US 12,367,281 B2
Automatic mitigation of corrupted or compromised compute resources
Shlomi Boutnaru, Beer Sheva (IL); Liran Tancman, Beer Sheva (IL); Artem Merkovich, Beer Sheva (IL); Royi Klein, Beer Sheva (IL); Omri Lahav, Beer Sheva (IL); Artum Zolotushko, Beer Sheva (IL); Tal Kopeliovich, Beer Sheva (IL); Yuri Shafet, Beer Sheva (IL); Lior Zur-Lotan, Beer Sheva (IL); and Yotam Perkal, Beer Sheva (IL)
Assigned to GitLab Inc., San Francisco, CA (US)
Appl. No. 17/426,294
Filed by GitLab Inc., San Francisco, CA (US)
PCT Filed Feb. 4, 2020, PCT No. PCT/IB2020/050883
§ 371(c)(1), (2) Date Jul. 28, 2021,
PCT Pub. No. WO2020/161622, PCT Pub. Date Aug. 13, 2020.
Claims priority of provisional application 62/801,511, filed on Feb. 5, 2019.
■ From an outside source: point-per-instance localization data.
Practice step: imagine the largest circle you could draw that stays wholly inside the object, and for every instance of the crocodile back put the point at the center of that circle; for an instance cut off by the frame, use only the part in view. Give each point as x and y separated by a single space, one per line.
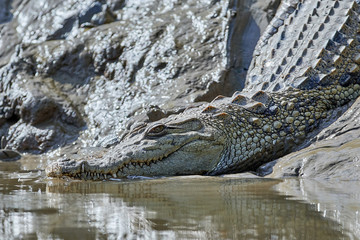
307 45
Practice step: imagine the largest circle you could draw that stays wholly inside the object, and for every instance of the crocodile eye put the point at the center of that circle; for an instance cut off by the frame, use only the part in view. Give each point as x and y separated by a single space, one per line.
156 130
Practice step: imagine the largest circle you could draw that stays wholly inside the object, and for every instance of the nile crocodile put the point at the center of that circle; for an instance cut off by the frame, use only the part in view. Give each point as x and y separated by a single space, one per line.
310 47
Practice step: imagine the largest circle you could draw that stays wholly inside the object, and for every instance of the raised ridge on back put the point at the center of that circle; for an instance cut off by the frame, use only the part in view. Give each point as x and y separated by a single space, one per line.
294 53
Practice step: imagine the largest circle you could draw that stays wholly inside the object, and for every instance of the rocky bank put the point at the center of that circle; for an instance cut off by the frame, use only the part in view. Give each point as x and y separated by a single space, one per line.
77 74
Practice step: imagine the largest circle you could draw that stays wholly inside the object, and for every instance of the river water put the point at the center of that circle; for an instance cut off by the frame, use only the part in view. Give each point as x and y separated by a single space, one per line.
193 207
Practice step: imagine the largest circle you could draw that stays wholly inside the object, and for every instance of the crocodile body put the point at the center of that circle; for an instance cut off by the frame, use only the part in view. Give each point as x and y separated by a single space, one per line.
311 46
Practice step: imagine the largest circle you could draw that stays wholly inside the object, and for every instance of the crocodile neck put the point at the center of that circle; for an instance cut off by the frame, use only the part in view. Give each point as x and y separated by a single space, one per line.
310 45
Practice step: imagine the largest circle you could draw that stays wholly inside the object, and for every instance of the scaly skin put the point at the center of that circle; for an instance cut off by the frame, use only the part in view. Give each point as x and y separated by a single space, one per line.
229 135
310 45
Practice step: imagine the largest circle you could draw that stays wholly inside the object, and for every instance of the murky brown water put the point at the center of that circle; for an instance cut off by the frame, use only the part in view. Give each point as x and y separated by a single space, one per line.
33 207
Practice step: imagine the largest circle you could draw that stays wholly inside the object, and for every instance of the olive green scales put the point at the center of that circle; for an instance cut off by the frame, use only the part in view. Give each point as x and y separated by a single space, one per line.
310 51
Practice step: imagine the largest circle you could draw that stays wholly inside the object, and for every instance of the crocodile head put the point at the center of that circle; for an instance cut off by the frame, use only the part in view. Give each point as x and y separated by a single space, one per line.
178 145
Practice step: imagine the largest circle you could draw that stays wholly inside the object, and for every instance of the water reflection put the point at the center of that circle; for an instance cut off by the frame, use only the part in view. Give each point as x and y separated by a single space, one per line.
32 207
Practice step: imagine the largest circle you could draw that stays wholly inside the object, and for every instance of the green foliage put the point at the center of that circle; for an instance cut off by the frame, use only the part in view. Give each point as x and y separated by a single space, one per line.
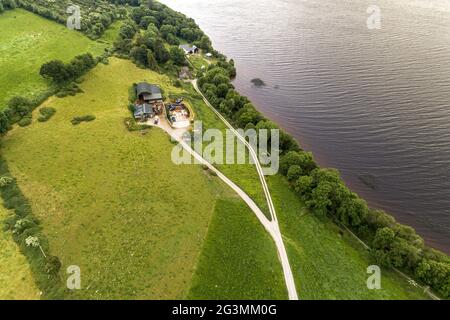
46 113
25 121
70 89
61 73
436 274
24 225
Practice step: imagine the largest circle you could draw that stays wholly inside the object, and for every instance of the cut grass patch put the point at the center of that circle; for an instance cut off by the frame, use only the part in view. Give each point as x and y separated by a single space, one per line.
26 42
239 259
110 201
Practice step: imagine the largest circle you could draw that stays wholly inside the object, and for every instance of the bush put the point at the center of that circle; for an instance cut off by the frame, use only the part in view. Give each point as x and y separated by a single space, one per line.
69 90
86 118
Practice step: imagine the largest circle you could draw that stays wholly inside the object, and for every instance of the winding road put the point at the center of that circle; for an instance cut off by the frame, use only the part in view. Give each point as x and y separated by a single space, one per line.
272 225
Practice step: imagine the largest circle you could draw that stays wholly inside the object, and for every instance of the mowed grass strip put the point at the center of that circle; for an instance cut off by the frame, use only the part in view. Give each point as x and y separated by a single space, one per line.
326 264
16 279
26 42
110 201
244 175
239 259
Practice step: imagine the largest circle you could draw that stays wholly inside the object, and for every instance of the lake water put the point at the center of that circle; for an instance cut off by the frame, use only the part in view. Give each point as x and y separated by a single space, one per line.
373 103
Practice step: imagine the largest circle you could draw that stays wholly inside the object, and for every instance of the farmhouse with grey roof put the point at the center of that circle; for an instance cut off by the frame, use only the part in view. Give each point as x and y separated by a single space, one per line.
148 92
189 49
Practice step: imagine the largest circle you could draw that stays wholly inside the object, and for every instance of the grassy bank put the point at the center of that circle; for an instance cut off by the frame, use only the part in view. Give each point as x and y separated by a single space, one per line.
238 259
327 263
113 203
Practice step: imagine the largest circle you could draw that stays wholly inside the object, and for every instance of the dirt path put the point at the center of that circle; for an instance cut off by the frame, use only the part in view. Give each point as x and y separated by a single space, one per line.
270 225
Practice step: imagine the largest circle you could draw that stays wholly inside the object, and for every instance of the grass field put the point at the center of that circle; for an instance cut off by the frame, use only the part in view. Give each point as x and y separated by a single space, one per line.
325 264
238 260
16 280
244 175
113 203
28 41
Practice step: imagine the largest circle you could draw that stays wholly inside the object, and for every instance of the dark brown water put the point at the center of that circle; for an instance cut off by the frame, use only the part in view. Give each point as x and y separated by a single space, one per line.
373 103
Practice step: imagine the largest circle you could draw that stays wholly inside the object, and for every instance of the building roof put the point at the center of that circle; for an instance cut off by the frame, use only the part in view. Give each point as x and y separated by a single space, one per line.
188 48
148 91
143 109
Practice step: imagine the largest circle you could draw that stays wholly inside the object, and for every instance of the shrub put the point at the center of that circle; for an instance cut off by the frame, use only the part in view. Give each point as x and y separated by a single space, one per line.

Prior Publication US 2021/0390182 A1, Dec. 16, 2021
Int. Cl. G06F 21/56 (2013.01)
CPC G06F 21/562 (2013.01) [G06F 21/568 (2013.01); G06F 2221/033 (2013.01)] 20 Claims
OG exemplary drawing
 
1. A method for determining whether an application has been compromised by malicious code, the method comprising:
obtaining an image corresponding to the application, the image including one or more binaries, one or more scripts, one or more configurations, executable program code of the application and/or one or more dependencies necessary for execution of the application;
statically analyzing the image file to obtain characteristics of the image file, the characteristics of the image file including at least one of: one or more packages included in the image file, one or more files included in the image file, or one or more commands that are to be executed during runtime of the application;
mapping the image into a memory space of a compute instance allocated for the application to create an executable instance of the application;
receiving runtime characteristics of the executable instance of the application executing on the compute instance, the runtime characteristics including at least one of: one or more packages loaded into a memory space allocated for the application, one or more files loaded into the memory space allocated for the application, or one or more commands executed by the application, wherein the runtime characteristics further comprise a bitmap representing pages that are loaded into the memory space allocated for application and that store executable segments of the application, and a first hash representative of executable segments of the application;
comparing the characteristics of the image file to the runtime characteristics of the executable instance of the application to determine discrepancies between at least one of: the one or more packages-included in the image file and the one or more packages loaded into the memory space allocated for the application, the one or more files included in the image file and the one or more files loaded into the memory space allocated for the application, or the one or more commands that are to be executed during runtime of the application and the one or more commands executed by the application, wherein the comparing comprises:
retrieving data from portions of a code segment of the image file, the portions being determined based on the bitmap and corresponding to the pages;
generating a second hash representative of the data retrieved from the portions of the code segment; and
determining whether the first hash is equal to the second hash; and
responsive to determining the discrepancies:
determining, in response to determining that the first hash is not equal to the second hash, that the executable instance of the application has been compromised with malicious code; and
performing one or more actions to mitigate the malicious code.